Marketing. Sales. Support. Oh my. More business functions than ever depend on providing the right mix of digital content—a reality that’s prompting businesses to build their capacity to publish content on an unprecedented scale.
Central to that capacity is a content team, or even a set of content teams. So, how do you assemble a content team for success? To help answer that question, my team at Content Science conducted a study called What Makes Content Teams Thrive? Some of the key findings shed light on getting the right people on your content team and why. Let’s start with the content team leader.
Survey respondents cited misunderstanding of content work and its importance by leadership and others outside the team as a top challenge to success. That points to educating executives and building relationships with stakeholders as critical to establishing content as an important business capacity.
Successful content teams rely on leaders with a strong content vision and the ability to collaborate with others—the top two characteristics of content leaders identified both in our survey of 101 respondents and in-depth interviews with seven content team leaders.
The right content leader unites people with a clear vision, acting as a content ambassador to stakeholders and as a content coach to the team.
“Everyone understood our content vision, and everyone had a role in driving us toward achieving it,” one study participant said of an effective team, adding that success stemmed from “good and consistent communication about the vision and requirements.”
Figure 1: 87% of participants in Content Science’s survey reported vision as a top characteristic for a content team leader.
To meet the demands of an evolving content landscape driven by new tools, techniques, and strategies, hire team members with core content competence (such as writing or editorial planning) fortified by a curiosity to learn or improve. Our survey found these 2Cs are the top two capabilities team members need to thrive.
Interview participant Tracy Wilson of How Stuff Works said that when hiring for competence, “I look for overachievers, regardless of the role they are looking for—people who are driven to do exceptionally well.”
Another participant noted the additional intangible skills needed related to curiosity: “Curiosity, tenacity, systems thinkers, design thinkers, people who can look at a complex problem and break it down into simpler elements, can synthesize information, make sense of lots of user data and product requirements, and consistently ask ‘Why?’ and then get from ‘Why?’ to a better way of doing things.”
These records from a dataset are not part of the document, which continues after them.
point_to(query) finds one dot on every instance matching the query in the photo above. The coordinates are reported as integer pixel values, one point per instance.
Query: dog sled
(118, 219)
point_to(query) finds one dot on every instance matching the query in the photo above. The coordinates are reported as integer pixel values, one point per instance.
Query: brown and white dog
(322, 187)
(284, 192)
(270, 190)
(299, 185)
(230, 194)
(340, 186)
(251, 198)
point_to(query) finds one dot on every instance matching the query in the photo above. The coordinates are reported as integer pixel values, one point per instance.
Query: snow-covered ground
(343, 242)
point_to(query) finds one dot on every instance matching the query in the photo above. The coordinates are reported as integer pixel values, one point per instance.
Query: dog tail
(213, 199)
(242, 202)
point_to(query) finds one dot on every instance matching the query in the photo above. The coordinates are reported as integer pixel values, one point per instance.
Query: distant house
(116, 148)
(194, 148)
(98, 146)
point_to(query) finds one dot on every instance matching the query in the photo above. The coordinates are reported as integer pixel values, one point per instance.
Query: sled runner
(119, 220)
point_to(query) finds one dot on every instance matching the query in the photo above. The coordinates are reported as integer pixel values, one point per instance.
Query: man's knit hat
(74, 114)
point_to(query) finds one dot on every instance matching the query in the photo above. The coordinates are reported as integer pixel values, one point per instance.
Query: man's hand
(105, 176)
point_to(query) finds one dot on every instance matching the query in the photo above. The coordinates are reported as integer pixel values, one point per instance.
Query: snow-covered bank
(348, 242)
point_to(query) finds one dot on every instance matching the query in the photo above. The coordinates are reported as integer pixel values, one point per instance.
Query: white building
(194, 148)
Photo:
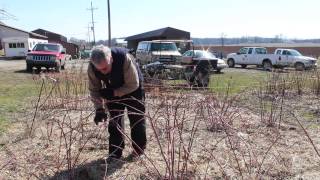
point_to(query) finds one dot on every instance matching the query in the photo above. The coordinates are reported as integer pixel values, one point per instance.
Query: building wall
(6, 32)
(19, 46)
(307, 51)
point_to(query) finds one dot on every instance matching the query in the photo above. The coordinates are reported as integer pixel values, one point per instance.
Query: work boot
(134, 156)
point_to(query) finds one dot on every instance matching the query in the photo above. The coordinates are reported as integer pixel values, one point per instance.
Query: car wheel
(203, 79)
(299, 66)
(230, 63)
(29, 68)
(267, 66)
(58, 67)
(64, 66)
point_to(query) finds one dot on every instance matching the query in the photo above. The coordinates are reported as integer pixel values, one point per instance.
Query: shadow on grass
(94, 170)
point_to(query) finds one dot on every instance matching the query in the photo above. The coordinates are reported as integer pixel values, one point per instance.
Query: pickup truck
(50, 55)
(281, 58)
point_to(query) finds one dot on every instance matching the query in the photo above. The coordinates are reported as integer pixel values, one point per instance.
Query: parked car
(281, 58)
(194, 56)
(49, 55)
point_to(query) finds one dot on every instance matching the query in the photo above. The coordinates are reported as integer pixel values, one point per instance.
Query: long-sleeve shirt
(131, 82)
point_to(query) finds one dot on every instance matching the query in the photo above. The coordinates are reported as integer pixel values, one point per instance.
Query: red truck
(50, 55)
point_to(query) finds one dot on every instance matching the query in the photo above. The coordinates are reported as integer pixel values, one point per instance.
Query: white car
(281, 58)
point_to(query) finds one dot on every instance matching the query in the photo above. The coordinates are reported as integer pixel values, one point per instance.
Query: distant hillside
(249, 40)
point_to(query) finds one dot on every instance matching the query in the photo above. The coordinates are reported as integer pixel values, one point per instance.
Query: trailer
(19, 46)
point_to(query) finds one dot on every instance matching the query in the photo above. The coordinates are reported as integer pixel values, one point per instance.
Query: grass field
(236, 81)
(15, 89)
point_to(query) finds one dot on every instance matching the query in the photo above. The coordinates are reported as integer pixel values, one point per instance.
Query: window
(243, 51)
(46, 47)
(188, 53)
(142, 46)
(285, 52)
(163, 47)
(261, 51)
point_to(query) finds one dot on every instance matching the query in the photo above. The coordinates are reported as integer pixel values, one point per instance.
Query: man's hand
(100, 116)
(106, 93)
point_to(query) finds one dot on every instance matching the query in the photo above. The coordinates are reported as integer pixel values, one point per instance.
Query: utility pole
(88, 33)
(4, 15)
(109, 24)
(222, 44)
(92, 28)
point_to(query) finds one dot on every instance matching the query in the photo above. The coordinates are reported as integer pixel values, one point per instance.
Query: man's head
(101, 58)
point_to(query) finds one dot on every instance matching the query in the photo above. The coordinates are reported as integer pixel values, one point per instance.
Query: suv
(49, 55)
(157, 51)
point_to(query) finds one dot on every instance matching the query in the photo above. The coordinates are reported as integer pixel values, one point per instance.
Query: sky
(293, 19)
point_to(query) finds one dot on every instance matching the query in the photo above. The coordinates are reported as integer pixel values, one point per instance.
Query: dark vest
(115, 78)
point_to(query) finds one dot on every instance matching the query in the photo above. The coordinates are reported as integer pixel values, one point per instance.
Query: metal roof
(155, 33)
(30, 33)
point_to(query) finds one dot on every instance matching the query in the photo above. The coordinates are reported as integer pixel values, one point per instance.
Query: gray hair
(99, 54)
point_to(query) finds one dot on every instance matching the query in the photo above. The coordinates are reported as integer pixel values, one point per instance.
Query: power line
(109, 24)
(92, 28)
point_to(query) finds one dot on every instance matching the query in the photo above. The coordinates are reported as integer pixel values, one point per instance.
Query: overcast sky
(203, 18)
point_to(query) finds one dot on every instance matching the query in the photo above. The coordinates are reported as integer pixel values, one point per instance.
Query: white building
(16, 42)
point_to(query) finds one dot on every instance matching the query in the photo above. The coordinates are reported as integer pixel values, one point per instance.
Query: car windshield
(295, 53)
(46, 47)
(204, 54)
(163, 47)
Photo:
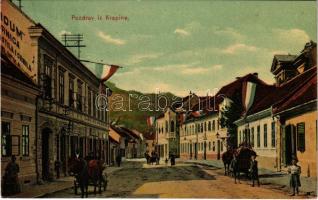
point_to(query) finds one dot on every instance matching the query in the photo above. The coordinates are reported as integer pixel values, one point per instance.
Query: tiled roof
(150, 136)
(114, 135)
(306, 92)
(268, 96)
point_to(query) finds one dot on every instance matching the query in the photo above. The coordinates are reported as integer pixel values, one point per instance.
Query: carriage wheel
(75, 188)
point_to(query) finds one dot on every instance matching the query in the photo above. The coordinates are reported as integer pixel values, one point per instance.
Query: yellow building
(167, 134)
(18, 121)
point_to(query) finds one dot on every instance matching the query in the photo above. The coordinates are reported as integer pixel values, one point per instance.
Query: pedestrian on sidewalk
(235, 168)
(294, 170)
(254, 170)
(11, 183)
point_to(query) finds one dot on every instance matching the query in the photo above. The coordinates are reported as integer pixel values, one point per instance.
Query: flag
(104, 72)
(197, 113)
(182, 117)
(150, 120)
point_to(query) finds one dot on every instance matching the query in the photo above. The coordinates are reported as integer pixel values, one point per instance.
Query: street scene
(149, 99)
(138, 180)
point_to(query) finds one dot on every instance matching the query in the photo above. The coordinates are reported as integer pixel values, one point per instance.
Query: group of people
(294, 170)
(152, 158)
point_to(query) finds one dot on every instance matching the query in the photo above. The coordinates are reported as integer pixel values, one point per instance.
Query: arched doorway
(46, 132)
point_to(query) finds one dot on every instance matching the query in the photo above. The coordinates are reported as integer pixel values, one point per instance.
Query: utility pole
(74, 40)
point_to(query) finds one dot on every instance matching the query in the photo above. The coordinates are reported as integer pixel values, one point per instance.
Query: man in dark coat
(235, 168)
(11, 180)
(254, 170)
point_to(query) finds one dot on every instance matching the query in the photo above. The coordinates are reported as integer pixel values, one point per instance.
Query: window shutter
(301, 137)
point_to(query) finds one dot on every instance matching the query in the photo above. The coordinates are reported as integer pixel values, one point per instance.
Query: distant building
(150, 142)
(167, 134)
(274, 123)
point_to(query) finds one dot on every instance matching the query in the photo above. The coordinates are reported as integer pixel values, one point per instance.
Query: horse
(86, 171)
(243, 160)
(227, 158)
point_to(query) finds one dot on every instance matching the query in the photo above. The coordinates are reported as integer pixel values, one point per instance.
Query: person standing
(11, 179)
(235, 168)
(294, 170)
(118, 159)
(254, 170)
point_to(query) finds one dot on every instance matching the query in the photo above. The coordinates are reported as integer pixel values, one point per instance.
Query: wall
(308, 158)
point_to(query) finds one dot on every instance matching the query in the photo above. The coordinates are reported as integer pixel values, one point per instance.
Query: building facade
(67, 118)
(18, 121)
(275, 124)
(167, 134)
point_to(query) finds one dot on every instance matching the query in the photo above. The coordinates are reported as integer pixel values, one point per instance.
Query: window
(71, 92)
(6, 139)
(172, 126)
(79, 96)
(25, 140)
(167, 127)
(301, 136)
(252, 136)
(89, 102)
(273, 135)
(61, 86)
(47, 79)
(258, 136)
(94, 105)
(265, 135)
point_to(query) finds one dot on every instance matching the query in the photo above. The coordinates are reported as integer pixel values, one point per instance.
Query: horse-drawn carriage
(88, 173)
(242, 155)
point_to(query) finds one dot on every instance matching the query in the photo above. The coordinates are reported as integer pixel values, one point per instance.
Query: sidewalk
(36, 191)
(280, 179)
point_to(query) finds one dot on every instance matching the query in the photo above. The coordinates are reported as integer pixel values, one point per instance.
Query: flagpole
(97, 63)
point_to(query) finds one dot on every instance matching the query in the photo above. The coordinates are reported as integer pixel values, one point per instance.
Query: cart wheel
(75, 188)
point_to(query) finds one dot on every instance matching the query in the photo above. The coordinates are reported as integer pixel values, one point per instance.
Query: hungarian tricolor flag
(104, 72)
(197, 113)
(182, 117)
(150, 121)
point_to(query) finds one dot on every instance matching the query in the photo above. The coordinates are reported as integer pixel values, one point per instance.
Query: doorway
(289, 144)
(46, 154)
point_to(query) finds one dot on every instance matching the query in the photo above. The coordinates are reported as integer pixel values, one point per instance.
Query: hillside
(124, 107)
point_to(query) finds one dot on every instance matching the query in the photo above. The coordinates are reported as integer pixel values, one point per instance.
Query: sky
(178, 46)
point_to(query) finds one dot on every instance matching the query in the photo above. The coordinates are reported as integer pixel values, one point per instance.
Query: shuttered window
(301, 136)
(258, 136)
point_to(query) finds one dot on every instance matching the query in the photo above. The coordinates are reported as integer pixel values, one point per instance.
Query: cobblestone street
(136, 179)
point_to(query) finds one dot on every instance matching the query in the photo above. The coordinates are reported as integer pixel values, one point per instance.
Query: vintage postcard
(159, 99)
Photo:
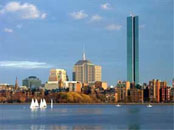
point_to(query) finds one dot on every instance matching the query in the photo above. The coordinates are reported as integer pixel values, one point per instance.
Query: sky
(37, 35)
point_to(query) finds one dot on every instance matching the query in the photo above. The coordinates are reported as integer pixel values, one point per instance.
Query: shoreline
(93, 103)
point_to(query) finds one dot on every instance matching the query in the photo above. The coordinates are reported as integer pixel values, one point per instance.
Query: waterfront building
(122, 89)
(163, 86)
(85, 71)
(16, 84)
(32, 82)
(57, 75)
(50, 85)
(136, 95)
(172, 94)
(73, 86)
(132, 49)
(100, 84)
(154, 90)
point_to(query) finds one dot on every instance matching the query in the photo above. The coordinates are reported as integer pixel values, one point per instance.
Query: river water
(90, 117)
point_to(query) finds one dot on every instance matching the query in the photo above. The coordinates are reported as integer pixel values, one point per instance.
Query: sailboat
(118, 105)
(51, 103)
(32, 104)
(36, 103)
(43, 104)
(149, 105)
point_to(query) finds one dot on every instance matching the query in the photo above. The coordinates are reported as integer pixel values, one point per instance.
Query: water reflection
(134, 127)
(64, 127)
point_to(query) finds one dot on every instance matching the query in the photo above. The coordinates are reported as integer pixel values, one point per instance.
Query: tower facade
(132, 49)
(86, 72)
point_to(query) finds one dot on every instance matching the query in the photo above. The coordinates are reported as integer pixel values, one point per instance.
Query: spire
(84, 55)
(16, 83)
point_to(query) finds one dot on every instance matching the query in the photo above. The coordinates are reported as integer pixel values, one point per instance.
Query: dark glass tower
(132, 49)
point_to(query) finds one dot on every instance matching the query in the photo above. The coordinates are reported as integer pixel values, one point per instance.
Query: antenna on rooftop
(84, 55)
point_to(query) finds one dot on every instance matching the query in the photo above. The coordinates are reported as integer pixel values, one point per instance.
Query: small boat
(34, 104)
(118, 105)
(51, 103)
(43, 104)
(149, 105)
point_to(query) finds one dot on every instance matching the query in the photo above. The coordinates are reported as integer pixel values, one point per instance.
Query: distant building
(51, 85)
(154, 86)
(122, 89)
(56, 79)
(73, 86)
(32, 82)
(136, 95)
(132, 49)
(100, 84)
(57, 74)
(86, 72)
(16, 84)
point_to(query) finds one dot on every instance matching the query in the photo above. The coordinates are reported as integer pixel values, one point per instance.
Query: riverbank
(93, 103)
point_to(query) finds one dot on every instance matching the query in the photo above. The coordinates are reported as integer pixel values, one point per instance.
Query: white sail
(32, 104)
(36, 103)
(41, 103)
(51, 103)
(44, 103)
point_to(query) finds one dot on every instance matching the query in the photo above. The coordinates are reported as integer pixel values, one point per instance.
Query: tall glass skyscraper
(132, 49)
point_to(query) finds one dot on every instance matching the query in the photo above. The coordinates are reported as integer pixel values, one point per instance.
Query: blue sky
(37, 35)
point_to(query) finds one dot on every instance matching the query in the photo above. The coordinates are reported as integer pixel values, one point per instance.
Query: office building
(132, 49)
(32, 82)
(57, 75)
(86, 72)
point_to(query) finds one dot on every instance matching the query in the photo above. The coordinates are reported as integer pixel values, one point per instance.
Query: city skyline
(58, 35)
(133, 49)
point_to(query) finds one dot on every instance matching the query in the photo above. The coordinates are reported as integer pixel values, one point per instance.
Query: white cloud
(9, 30)
(95, 18)
(106, 6)
(113, 27)
(79, 15)
(24, 64)
(24, 11)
The great news? When you find the right team members, they will find great satisfaction and even motivation in applying their curiosity to learn and improve. When asked, “What motivates your team members?” 73% respondents to our survey said the opportunity to grow and develop.
For your team to thrive, they need to be empowered with highly defined roles, yet given some freedom to both collaborate and experiment. The common thread here is trust.
First, let’s talk about the roles for which you hire team members. Roles need to be clear enough and aligned with your goals enough that content leaders don’t have to micromanage. Nancy Watt of SunTrust described her positive experience of working with an executive who was new to content like this,
“What [our new manager] was open to was completely and totally immersing herself in [content] and learning – and more importantly, trusting us. And telling us, ‘You’re the experts, you tell me what we need to do,’ and really letting us own our work and make those decisions–and then just backing us up.”
Now, let’s turn to the importance of experimenting to get the content right and, in the process, collaborating. Trust is critical here, as well. Ann Marie Gray of Morningstar, Inc. calls this a “safe space” to examine the team’s work:
“People on content teams need to trust their colleagues, share their work, and share honest feedback. Leaders need to create and maintain an environment where that can happen by establishing expectations about showing each other respect and kindness.”
The reward for embracing such a culture of trust? Highly motivated—and consequently productive—team members.
Figure 2: Survey participants found growth and trust motivating. Unclear goals and micromanaging disengage content teams.
Whether you’re creating a new content team, adding to an existing one, or expanding to multiple teams, position your content team for success from the first hire. Select a visionary team leader who can work communicate the vision to the team and with stakeholders. Then select team members with the 2 Cs—and trust them to fulfill their roles.